In hearings that began last month, Montgomery County Circuit Court Judge William C. Miller is attempting to determine whether Mann, accused of murdering three persons in a rampage at IBM's Bethesda headquarters last May, is rational and able to stand trial.
Yesterday's hearing ended when Dr. Leonard Hertzberg testified, "The case is too close to call . . . . I see this as borderline type case. I see Mr. Mann as a very ill man . . . and he is not competent in my mind beyond a reasonable doubt."
Defense attorneys maintain that Mann is incompetent. In order to place him on trial, the prosecutors must prove beyond a reasonable doubt that Mann meets the legal test for competency--that he can understand the legal proceedings and assist in his own defense.
So far, although all the experts agree that Mann is suffering from paranoia, they disagree on its severity and their findings on the competency issue have been conflicting. In earlier testimony, three psychiatrists called by the prosecutors declared that Mann is competent and four experts called by the defense said he is not. Yesterday's testimony added one more voice on either side.
Dr. Michael Spodak, of the Clifton T. Perkins State Hospital where Mann was evaluated, testified for the prosecution that although Mann suffers from paranoia, "it has not impaired his functioning.
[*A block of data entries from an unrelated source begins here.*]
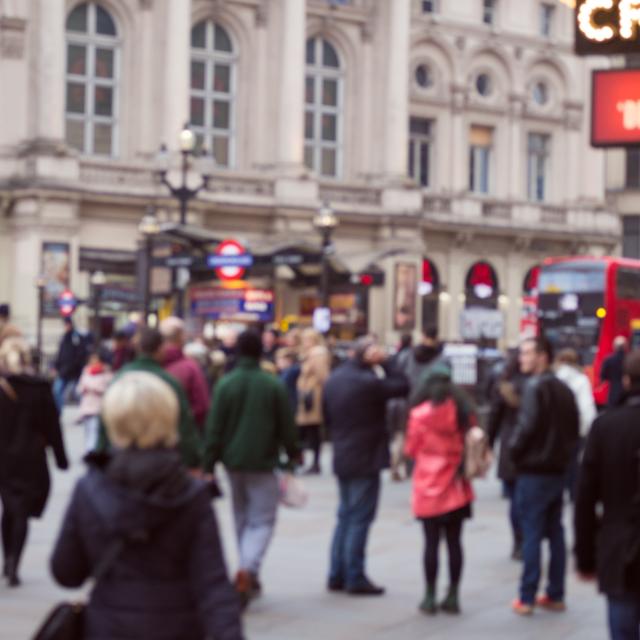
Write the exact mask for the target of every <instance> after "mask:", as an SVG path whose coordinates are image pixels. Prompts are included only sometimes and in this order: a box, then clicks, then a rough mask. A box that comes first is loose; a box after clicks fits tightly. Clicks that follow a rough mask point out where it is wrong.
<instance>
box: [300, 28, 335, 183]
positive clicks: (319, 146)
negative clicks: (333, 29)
mask: <svg viewBox="0 0 640 640" xmlns="http://www.w3.org/2000/svg"><path fill="white" fill-rule="evenodd" d="M306 62H307V70H306V78H305V114H304V115H305V119H304V163H305V165H306V166H307V167H309V169H313V170H314V171H316V172H317V173H319V174H320V175H321V176H327V177H331V178H337V177H338V176H339V175H340V173H341V164H342V157H341V156H342V154H341V150H342V143H341V139H342V117H341V116H342V101H343V98H342V96H343V86H342V85H343V72H342V69H341V65H340V58H339V57H338V53H337V52H336V50H335V49H334V47H333V46H332V45H331V44H330V43H329V42H327V41H326V40H323V39H322V38H320V37H316V38H310V39H309V40H307V61H306Z"/></svg>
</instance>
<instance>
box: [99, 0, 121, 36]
mask: <svg viewBox="0 0 640 640" xmlns="http://www.w3.org/2000/svg"><path fill="white" fill-rule="evenodd" d="M96 32H97V33H100V34H102V35H105V36H115V35H117V34H116V25H115V23H114V22H113V19H112V18H111V16H110V15H109V14H108V13H107V12H106V11H105V10H104V9H103V8H102V7H101V6H100V5H97V6H96Z"/></svg>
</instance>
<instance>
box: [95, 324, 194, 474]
mask: <svg viewBox="0 0 640 640" xmlns="http://www.w3.org/2000/svg"><path fill="white" fill-rule="evenodd" d="M136 341H137V346H138V356H137V357H136V359H135V360H133V361H132V362H130V363H129V364H127V365H125V366H124V367H122V369H120V371H119V372H118V376H120V375H123V374H125V373H130V372H132V371H145V372H147V373H152V374H153V375H155V376H158V377H159V378H161V379H162V380H163V381H164V382H166V383H167V384H168V385H169V387H170V388H171V389H172V390H173V392H174V394H175V395H176V398H177V399H178V407H179V409H180V411H179V417H178V436H179V437H178V445H177V446H178V450H179V451H180V455H181V457H182V461H183V462H184V464H185V466H186V467H187V468H189V469H192V470H199V469H200V467H201V465H202V451H201V446H202V445H201V439H200V434H199V432H198V430H197V428H196V426H195V423H194V421H193V416H192V414H191V409H190V407H189V402H188V400H187V397H186V396H185V394H184V391H183V390H182V386H181V385H180V383H179V382H178V381H177V380H176V379H175V378H174V377H173V376H172V375H171V374H169V373H167V372H166V371H165V370H164V369H163V368H162V364H161V363H162V361H163V358H164V353H163V349H162V345H163V339H162V334H161V333H160V332H159V331H158V330H156V329H150V328H148V327H142V328H141V329H140V330H139V331H138V333H137V335H136ZM109 447H110V442H109V437H108V434H107V430H106V429H105V425H104V424H101V425H100V435H99V436H98V443H97V445H96V451H102V452H105V451H107V450H108V449H109Z"/></svg>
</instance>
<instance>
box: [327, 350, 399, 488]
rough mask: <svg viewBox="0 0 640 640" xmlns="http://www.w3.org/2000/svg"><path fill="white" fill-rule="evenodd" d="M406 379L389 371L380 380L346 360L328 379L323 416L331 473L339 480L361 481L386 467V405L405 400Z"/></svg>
mask: <svg viewBox="0 0 640 640" xmlns="http://www.w3.org/2000/svg"><path fill="white" fill-rule="evenodd" d="M407 393H409V384H408V382H407V379H406V378H405V376H404V375H403V374H401V373H398V372H394V371H392V370H388V371H387V377H385V378H379V377H377V376H376V374H375V372H374V371H373V369H371V367H368V366H366V365H361V364H359V363H357V362H356V361H355V360H349V361H347V362H345V363H344V364H343V365H341V366H339V367H338V368H337V369H335V371H334V372H333V373H332V374H331V376H329V380H328V381H327V383H326V385H325V388H324V400H323V402H324V416H325V422H326V425H327V428H328V430H329V435H330V437H331V440H332V442H333V470H334V473H335V474H336V475H337V476H338V477H340V478H360V477H365V476H370V475H374V474H377V473H379V472H380V471H381V470H382V469H385V468H387V467H388V466H389V434H388V432H387V427H386V420H385V418H386V411H385V409H386V403H387V401H388V400H390V399H391V398H397V397H402V396H406V395H407Z"/></svg>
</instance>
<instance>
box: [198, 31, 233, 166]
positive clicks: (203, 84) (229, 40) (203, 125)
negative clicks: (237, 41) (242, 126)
mask: <svg viewBox="0 0 640 640" xmlns="http://www.w3.org/2000/svg"><path fill="white" fill-rule="evenodd" d="M235 60H236V56H235V52H234V50H233V43H232V41H231V38H230V37H229V34H228V33H227V32H226V31H225V30H224V29H223V28H222V27H221V26H220V25H219V24H215V23H214V22H213V21H212V20H206V21H203V22H199V23H198V24H197V25H195V27H193V29H192V30H191V116H190V120H189V121H190V123H191V128H192V129H193V132H194V133H195V135H196V141H197V147H199V148H200V149H206V150H207V151H209V152H211V153H212V154H213V156H214V158H215V161H216V164H217V165H218V166H219V167H229V166H231V165H232V164H233V154H234V144H233V143H234V133H235V131H234V127H235V113H234V96H235Z"/></svg>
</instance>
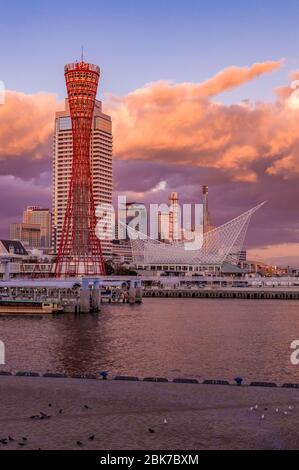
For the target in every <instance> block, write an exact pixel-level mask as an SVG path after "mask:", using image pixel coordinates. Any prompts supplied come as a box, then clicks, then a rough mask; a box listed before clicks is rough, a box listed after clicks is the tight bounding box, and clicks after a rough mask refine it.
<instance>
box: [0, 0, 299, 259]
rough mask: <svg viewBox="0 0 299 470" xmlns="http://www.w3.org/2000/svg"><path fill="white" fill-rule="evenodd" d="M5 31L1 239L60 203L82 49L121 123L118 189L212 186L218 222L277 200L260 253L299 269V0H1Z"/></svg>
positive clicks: (263, 234)
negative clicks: (56, 200)
mask: <svg viewBox="0 0 299 470" xmlns="http://www.w3.org/2000/svg"><path fill="white" fill-rule="evenodd" d="M0 21H1V23H0V41H1V59H0V60H1V62H0V80H2V81H3V82H4V83H5V86H6V90H7V91H6V101H5V104H4V105H0V237H2V238H3V237H8V235H9V230H8V227H9V223H10V222H14V221H18V220H19V218H20V217H21V214H22V211H23V209H24V208H25V206H26V205H28V204H41V205H43V206H47V207H49V206H50V204H51V159H52V155H51V152H52V136H53V124H54V113H55V110H57V109H59V108H61V105H62V101H63V99H64V97H65V93H66V91H65V83H64V76H63V66H64V64H65V63H68V62H72V61H75V60H76V59H79V58H80V54H81V46H82V45H83V46H84V51H85V59H86V60H87V61H90V62H93V63H96V64H99V65H100V67H101V73H102V78H101V84H100V90H99V94H98V98H99V99H102V100H103V108H104V111H106V112H107V113H110V114H111V115H112V118H113V124H114V144H115V148H114V159H115V160H114V169H115V171H114V178H115V180H114V182H115V189H116V191H117V192H121V193H123V192H126V193H127V194H128V198H129V199H134V200H138V202H147V203H148V202H155V203H156V202H161V203H163V202H165V201H166V200H167V198H168V195H169V193H170V192H171V191H173V190H175V191H178V192H179V194H180V197H181V201H182V202H184V203H187V202H199V201H200V187H201V185H202V184H208V185H209V186H210V210H211V215H212V220H213V223H214V224H216V225H218V224H221V223H223V222H225V221H227V220H229V219H230V218H233V217H235V216H238V215H239V214H240V213H241V212H243V211H246V210H248V209H250V208H251V207H253V206H254V205H256V204H258V203H260V202H262V201H264V200H267V201H268V204H267V205H266V206H265V207H264V208H263V209H262V210H261V211H260V212H259V213H258V214H257V215H256V216H255V217H254V219H253V221H252V225H251V227H250V230H249V232H248V238H247V246H248V248H250V256H251V257H252V258H254V259H261V260H264V261H272V262H277V263H279V262H282V263H287V264H299V213H298V209H297V204H298V203H297V201H298V200H299V92H298V93H297V91H296V90H295V85H294V87H293V88H292V87H291V86H290V85H291V83H292V82H293V81H294V80H297V79H299V29H298V21H299V2H298V0H296V1H295V0H288V1H287V2H282V1H275V0H272V1H270V0H262V1H261V0H259V1H256V0H251V1H250V2H240V1H239V0H238V1H234V0H226V1H225V2H224V1H223V0H221V1H220V0H218V1H212V0H210V1H205V0H185V1H183V0H180V1H175V0H172V1H170V0H151V1H142V2H141V1H137V0H135V1H133V0H131V1H130V0H127V1H126V0H122V1H120V0H109V1H101V0H97V1H91V0H85V1H84V2H82V1H80V2H79V1H76V0H73V1H69V0H65V1H59V2H58V1H56V0H52V1H51V2H41V1H38V0H36V1H32V0H31V1H30V0H27V1H26V2H24V1H17V2H10V3H8V2H6V1H5V2H4V1H2V0H0ZM297 95H298V98H297ZM157 188H158V189H159V188H160V189H159V190H157Z"/></svg>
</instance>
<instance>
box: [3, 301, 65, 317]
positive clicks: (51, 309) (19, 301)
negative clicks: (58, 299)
mask: <svg viewBox="0 0 299 470" xmlns="http://www.w3.org/2000/svg"><path fill="white" fill-rule="evenodd" d="M62 312H63V307H62V306H61V305H59V304H57V303H55V302H40V301H35V300H27V299H3V298H2V299H0V315H1V314H6V315H7V314H14V315H26V314H31V315H32V314H41V315H47V314H55V313H62Z"/></svg>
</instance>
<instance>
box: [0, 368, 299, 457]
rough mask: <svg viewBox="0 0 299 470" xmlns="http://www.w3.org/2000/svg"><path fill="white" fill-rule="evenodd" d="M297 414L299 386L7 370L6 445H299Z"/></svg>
mask: <svg viewBox="0 0 299 470" xmlns="http://www.w3.org/2000/svg"><path fill="white" fill-rule="evenodd" d="M49 405H50V406H49ZM256 405H258V409H257V410H256V409H254V410H253V411H252V410H251V408H252V407H255V406H256ZM277 409H278V412H277ZM40 413H43V414H45V415H47V416H50V418H48V419H46V418H45V419H32V418H31V417H32V416H42V414H40ZM262 416H264V418H262ZM165 420H166V422H165ZM298 420H299V391H298V390H287V389H282V388H277V389H265V388H254V387H242V388H240V387H232V386H210V385H189V384H174V383H144V382H119V381H114V380H108V381H106V382H103V381H98V380H80V379H53V378H24V377H0V439H4V438H7V437H8V436H10V437H11V438H12V439H13V440H11V441H9V442H8V443H7V444H1V443H0V450H5V449H8V450H13V449H16V450H26V449H31V450H32V449H33V450H34V449H36V450H37V449H43V450H46V449H47V450H49V449H50V450H51V449H53V450H54V449H61V450H63V449H70V450H71V449H77V450H80V449H81V450H84V449H85V450H88V449H96V450H119V449H121V450H130V449H142V450H201V449H299V428H298ZM149 429H151V430H152V431H154V432H150V431H149ZM93 436H94V439H93V440H90V439H89V438H90V437H93ZM23 438H24V439H23ZM20 444H21V445H20Z"/></svg>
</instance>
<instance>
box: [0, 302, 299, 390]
mask: <svg viewBox="0 0 299 470" xmlns="http://www.w3.org/2000/svg"><path fill="white" fill-rule="evenodd" d="M298 338H299V303H298V302H279V301H258V300H257V301H246V300H245V301H242V300H240V301H239V300H223V301H221V300H205V299H202V300H200V299H188V300H184V299H162V300H158V299H145V300H144V303H143V304H142V305H140V306H138V305H135V306H129V305H104V306H103V311H102V312H101V313H100V314H98V315H81V316H75V315H65V316H59V317H46V316H44V317H30V318H29V317H0V340H2V341H4V342H5V345H6V360H7V364H6V365H5V366H1V369H6V370H13V371H17V370H34V371H39V372H46V371H57V372H65V373H68V374H71V373H95V372H99V371H102V370H108V371H110V373H112V374H132V375H139V376H148V375H161V376H166V377H177V376H190V377H195V378H196V377H197V378H213V379H224V378H227V379H230V380H231V379H232V378H233V377H235V376H236V375H242V376H243V377H244V378H245V379H247V380H251V379H254V380H274V381H279V382H289V381H290V382H298V381H299V378H298V374H299V368H297V367H295V366H292V365H291V363H290V354H291V351H290V344H291V342H292V341H293V340H295V339H298Z"/></svg>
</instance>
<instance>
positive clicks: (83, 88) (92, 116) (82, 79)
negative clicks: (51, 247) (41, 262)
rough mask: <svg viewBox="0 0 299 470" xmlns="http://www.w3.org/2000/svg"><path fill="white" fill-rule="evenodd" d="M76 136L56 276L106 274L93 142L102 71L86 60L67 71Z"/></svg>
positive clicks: (99, 68) (58, 276) (70, 102)
mask: <svg viewBox="0 0 299 470" xmlns="http://www.w3.org/2000/svg"><path fill="white" fill-rule="evenodd" d="M64 75H65V80H66V86H67V92H68V101H69V106H70V115H71V120H72V135H73V163H72V177H71V182H70V189H69V196H68V202H67V209H66V213H65V218H64V224H63V230H62V235H61V239H60V245H59V250H58V256H57V260H56V266H55V276H57V277H61V276H63V277H68V276H86V275H95V276H97V275H101V274H105V266H104V260H103V254H102V249H101V242H100V240H99V239H98V238H97V236H96V224H97V221H96V216H95V207H94V198H93V189H92V175H91V161H90V139H91V131H92V119H93V112H94V106H95V99H96V94H97V88H98V83H99V78H100V68H99V67H98V66H97V65H93V64H88V63H86V62H84V61H83V60H82V61H81V62H76V63H73V64H68V65H66V66H65V68H64Z"/></svg>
He provides logical, reasonable explanations for his decisions."
Among these decisions were Mann's dismissal of the prominent Washington attorney who represented him, and his requests to defend himself and to replace his plea of not guilty by reason of insanity with a guilty plea. Judge Miller has refused to accept his requests until he can determine Mann's competency, which he is expected to do after two more days of hearings.
When the hearing opened last month, the experts testified that Mann is suffering from the mental disorder of paranoia--the feeling that his former employer, IBM, is conspiring to ruin his life. But they could not agree on the crucial point, whether the paranoia is so severe that it impairs his ability to understand the trial proceedings and assist in his own defense.
Hertzberg, also from Perkins but called by the defense, weighed in yesterday on the side that Mann's paranoia is so severe that it affects his ability to assist his attorneys.
During yesterday's proceedings, the 38-year-old defendant was generally calm and polite, except for one point in Spodak's testimony. Previously some defense experts have testified that Mann is pleading guilty in order to make a statement about the supposed IBM plot against him. Spodak testified yesterday that Mann had told him that he "in some vague way wants to make a statement," but that Mann never elaborated.
To that, Mann shouted, "It's nobody's damn business until I make the statement." Miller replied, "It is the court's business," and Mann, in his customary way, thanked the judge and then fell quiet.